(Indianapolis, Ind.) - New Indiana Governor Mike Pence has proposed a $29 billion, two year state budget that increases education spending and delivers on a campaign promise.
Indiana Office of Management and Budget Director Chris Atkins presented the governor's spending plan to the State Budget Committee on Tuesday. It was the first public look at Pence’s budget proposal which increases state funding by about 1.4 percent each year, while also strengthening the state’s reserves.
"This is a jobs budget," said Pence in a news release. "It holds the line on spending, funds our priorities, and allows Hoosiers and most small businesses to keep more of their hard-earned income."
Pence’s budget allows room for the 10 percent personal income tax cut he promised during his campaign. The cut, which reduces revenue by $790 million, would be implemented over the course of the next two years. However, Republican leadership in both the House and Senate have raised concerns whether the state can afford the tax cut.
Education gets a slight boost, although not a full restoration of the $300 million cut by former governor Mitch Daniels in 2009. Pence’s budget increases state K-12 education funding by $63 million, or about one percent. Another $64 million in grants is dangled before the highest-performing schools based on the state’s A through F grading scale in 2015. Funding for full-day kindergarten remains intact both years.
Millions more dollars are set aside for higher education and job training. There is a one percent increase for the state’s public colleges and universities. $9 million will be put towards workforce improvement in each of the two years. Another $3 million in each year will go towards creating vocational programs in every high school in the state by creating the Indiana Works Council.
The budget does not include money for Medicaid expansion allowed under the federal Affordable Care Act, but it does increase Medicaid funding by $200 million in 2014 and again in 2015 in order to keep up with normal growth. The legislature will have a larger say in whether Indiana goes along with the Medicaid expansion under Obamacare.

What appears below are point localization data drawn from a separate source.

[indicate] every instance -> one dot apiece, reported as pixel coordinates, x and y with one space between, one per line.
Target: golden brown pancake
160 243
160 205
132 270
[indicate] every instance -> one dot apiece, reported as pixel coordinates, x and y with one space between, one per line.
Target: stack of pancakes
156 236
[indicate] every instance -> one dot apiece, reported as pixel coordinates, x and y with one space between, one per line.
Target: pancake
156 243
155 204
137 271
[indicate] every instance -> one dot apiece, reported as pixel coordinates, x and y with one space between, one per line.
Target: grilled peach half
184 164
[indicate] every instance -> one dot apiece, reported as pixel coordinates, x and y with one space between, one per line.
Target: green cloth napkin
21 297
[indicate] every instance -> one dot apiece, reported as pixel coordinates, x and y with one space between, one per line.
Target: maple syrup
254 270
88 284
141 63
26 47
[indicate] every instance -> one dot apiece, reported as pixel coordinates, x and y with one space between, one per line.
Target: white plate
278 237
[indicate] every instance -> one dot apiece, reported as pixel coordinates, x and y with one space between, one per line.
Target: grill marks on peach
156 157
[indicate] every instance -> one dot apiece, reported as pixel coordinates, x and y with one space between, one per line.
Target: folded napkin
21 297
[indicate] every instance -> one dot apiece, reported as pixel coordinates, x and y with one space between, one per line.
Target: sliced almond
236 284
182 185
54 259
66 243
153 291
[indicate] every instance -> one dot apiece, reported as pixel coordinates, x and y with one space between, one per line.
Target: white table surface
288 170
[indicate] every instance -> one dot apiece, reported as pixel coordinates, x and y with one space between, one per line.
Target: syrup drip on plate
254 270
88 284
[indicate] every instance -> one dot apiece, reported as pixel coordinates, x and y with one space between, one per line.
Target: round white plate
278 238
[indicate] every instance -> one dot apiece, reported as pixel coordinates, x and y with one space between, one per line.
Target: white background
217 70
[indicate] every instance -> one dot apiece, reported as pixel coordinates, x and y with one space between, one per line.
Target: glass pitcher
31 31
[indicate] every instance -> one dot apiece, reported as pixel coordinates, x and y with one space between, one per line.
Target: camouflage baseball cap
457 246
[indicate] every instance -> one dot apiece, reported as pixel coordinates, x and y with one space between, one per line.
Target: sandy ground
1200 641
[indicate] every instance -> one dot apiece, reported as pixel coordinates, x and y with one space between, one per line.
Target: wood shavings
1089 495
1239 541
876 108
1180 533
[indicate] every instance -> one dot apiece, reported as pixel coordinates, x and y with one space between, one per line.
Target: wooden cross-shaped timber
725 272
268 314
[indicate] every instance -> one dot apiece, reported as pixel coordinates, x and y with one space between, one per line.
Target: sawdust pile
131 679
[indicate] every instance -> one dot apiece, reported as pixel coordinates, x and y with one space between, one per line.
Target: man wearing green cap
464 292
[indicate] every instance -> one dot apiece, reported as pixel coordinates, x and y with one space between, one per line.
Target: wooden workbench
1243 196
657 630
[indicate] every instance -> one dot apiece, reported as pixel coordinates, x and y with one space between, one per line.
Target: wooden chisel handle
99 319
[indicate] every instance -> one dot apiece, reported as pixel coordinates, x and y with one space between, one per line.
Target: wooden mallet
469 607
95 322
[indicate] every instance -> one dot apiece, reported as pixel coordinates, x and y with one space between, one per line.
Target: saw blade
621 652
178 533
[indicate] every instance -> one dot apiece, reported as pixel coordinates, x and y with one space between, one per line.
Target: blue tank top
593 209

Another $35 million will be poured into the maligned Indiana Department of Child Services to hire more caseworkers. The department’s new funding will be used to expand the emergency hotline.
The budget proposal uses more than $300 million from the state’s reserves for road and transportation projects. Currently, extra money beyond the state’s $2 billion surplus is redistributed to taxpayers and used to maintain pension funds. The amount is forecasted at $347 million over the next two years.
Now that Pence has put forth his spending plan, the state legislature will take up the budget next. The budget must be passed before the legisltative session ends April 29.